Finding near duplicates in Viewpoint
Elite Discovery's Viewpoint document review platform can assist with near duplicate detection. It uses a separate document viewer especially to review 'ND' similarity. As shown below, documents are organized into separate groups listed in the top left pane, and the individual documents for selected groups are shown in the pane to the right.
The bottom pane displays selected documents side by side in a 'difference viewer'. The top document in the list will be the 'base' and a document selected below will be shown to the right of it for comparison.
The options to highlight differences or remove whitespace can be toggled on and off. Documents in the same family as the selected document are shown in the pane at the bottom left. The document list allows you to easily find similar documents which have been tagged for responsiveness or privilege inconsistently.

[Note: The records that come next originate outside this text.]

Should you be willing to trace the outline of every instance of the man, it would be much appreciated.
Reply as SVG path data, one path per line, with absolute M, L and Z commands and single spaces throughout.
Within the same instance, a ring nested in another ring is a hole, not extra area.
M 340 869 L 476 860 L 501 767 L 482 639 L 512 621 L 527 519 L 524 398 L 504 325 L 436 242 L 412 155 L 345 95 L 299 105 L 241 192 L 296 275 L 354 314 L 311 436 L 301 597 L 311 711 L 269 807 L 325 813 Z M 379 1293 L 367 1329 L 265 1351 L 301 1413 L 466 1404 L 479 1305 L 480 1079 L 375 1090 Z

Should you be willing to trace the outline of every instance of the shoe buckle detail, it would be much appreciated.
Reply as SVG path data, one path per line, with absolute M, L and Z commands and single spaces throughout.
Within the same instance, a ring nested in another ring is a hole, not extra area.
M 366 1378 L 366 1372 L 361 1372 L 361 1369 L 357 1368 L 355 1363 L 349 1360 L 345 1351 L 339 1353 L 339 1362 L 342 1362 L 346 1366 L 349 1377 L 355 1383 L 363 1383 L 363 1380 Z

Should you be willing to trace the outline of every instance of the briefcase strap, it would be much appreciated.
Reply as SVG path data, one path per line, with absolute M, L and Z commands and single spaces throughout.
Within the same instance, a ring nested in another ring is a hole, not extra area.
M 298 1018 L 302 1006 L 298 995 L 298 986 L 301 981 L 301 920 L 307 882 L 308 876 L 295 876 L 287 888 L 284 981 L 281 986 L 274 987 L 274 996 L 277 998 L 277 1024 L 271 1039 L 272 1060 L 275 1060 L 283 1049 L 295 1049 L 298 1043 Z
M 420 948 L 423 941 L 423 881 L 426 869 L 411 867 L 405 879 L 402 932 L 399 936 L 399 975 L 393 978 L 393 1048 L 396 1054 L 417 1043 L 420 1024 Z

An admin creates ND groups in Viewpoint's View Manager, which is available in the Tools menu, and can be used to create views based on several different criteria. A wizard is used to build near duplicates for the complete project. The default threshold is 95, but this can be adjusted to generate groups of higher or lower similarity.
View Manager will also give you the option to exclude documents which are missing hash values or certain key metadata fields. Repeated content such as confidentiality footers can be excluded from the comparison by checking the option to 'Apply/Define text to be ignored when building ND', and adding different blocks of text.